8/25/2025 8:18. Correspondence 10
Hi. Let me start by addressing yesterday.
On the 24th of August, at around 6:45, an alert from USC's emergency alert system came over my phone stating there was an active shooter in the library. It instructed us to perform lockdown procedures and to barricade our doors if necessary. After mass panic around campus and hordes of misinformation, mainly through social media sites like Yik Yak and Snapchat, the police found no signs or evidence of an active shooter and deemed it a false report. That's the short version.
I'm frankly at a loss. It was so terrifying and terrible. There is nothing I can do, no word I can conjure that carries a strong enough connotation to convey the horror of the situation. And this was just a false alarm. This experience was so visceral and nauseating, and no shots were even fired. I can't begin to describe, much less even think about, the pure awful emotions that are experienced during actual mass shootings. I won't. I can't. I'm not a good enough writer. I don't think anyone is.
I do want to describe my thoughts on the aftermath. Today has been strange. Surreal. Surreal is a word used too often. I'm calling myself out, too. It has lost some degree of meaning and effect. Today, though, was truly and genuinely surreal. I struggled feeling grounded today. I struggled relating to the day before. The thing that was so striking and unbelievable was the normality. Everyone shared simple pleasantries and nods. The buildings were full and bustling. The Tomas Cooper library was back with a stream of people filing in and out. Of course it was mentioned. Of course people talked about it. But it was addressed with a haunting lightness. It was "Can you believe what happened yesterday?" "No dude, ha, that was insane". It was "We were supposed to have the meeting yesterday, ha, you know". It was "what a crazy first week, ha, just glad no one got hurt".
What else are we supposed to do? I'm not mad at these people. I'm not offended. I'm horrified that there was an alert on every single student, staff member, and professor's phone that said, "An active shooter has been reported on the University of South Carolina’s Columbia campus," and that as a society, as a community, we are all seemingly okay and satisfied that it was a false alarm and no one was hurt. Enough to almost act like it never happened and to carry on with plesentries. It is so horrifically normalized.
We shouldn't be okay with it being fake. We shouldn't be okay with the fact that there are so many mass shootings happening all over the country; we so easily believed one was happening here.
I'm so glad there was no shooter. So unbelievably glad. But I shouldn't be. WE SHOULDN'T FUCKING HAVE TO BE GLAD THAT NOTHING HAPPENED. IT SHOULDN'T FUCKING HAPPEN AT ALL. To be thankful that it was just a false alarm normalizes every atrocity committed. It reinforces the fact that "this is just the way things are" and that "we are lucky it was fake". We are not "lucky". This country is not "lucky". Oh yeah, let's just all hope, pray, and get lucky that every mass shooting event is just a false alarm.

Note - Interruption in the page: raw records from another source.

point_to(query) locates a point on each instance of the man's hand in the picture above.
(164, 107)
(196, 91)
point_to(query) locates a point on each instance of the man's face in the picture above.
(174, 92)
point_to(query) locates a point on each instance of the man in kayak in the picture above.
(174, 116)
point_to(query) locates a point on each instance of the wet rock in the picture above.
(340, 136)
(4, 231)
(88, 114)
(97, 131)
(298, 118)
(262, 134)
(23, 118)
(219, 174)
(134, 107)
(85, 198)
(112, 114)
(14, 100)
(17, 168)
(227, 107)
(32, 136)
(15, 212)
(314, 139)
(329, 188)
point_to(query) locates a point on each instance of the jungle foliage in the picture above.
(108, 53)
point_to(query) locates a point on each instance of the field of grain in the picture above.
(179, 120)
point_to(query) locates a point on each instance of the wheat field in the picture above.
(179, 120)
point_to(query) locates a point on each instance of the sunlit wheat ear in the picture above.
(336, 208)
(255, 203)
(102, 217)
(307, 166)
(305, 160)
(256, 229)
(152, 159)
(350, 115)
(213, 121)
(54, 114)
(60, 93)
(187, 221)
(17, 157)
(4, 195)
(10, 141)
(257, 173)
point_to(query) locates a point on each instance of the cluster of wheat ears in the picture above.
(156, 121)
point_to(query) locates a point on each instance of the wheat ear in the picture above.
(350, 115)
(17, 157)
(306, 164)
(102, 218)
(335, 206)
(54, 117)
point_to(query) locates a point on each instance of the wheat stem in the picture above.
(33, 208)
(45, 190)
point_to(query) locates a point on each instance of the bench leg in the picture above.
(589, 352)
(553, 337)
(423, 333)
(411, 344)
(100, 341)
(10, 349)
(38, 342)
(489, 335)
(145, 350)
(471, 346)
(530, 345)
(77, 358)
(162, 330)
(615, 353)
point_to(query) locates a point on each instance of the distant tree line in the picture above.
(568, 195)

What a wonderful America it would be.
It shouldn't happen at all.
Words easily written, I know. It is also not the hottest take, either. Then why isn't anything changing? Why are we all so complacent? Me included. Maybe it's a flaw in society or democracy or guns or people. Maybe it's all of those things. Maybe we feel powerless against it. Maybe we all are just scared, ignorant specks. So scared, we convince ourselves that weapons are necessary to defend against "them". So scared and overwhelmed and ignorant and scared and lonely, we commit atrocities. Atrocities we feel powerless against...
Until tomorrow, think critically with your mind but always fully with your heart.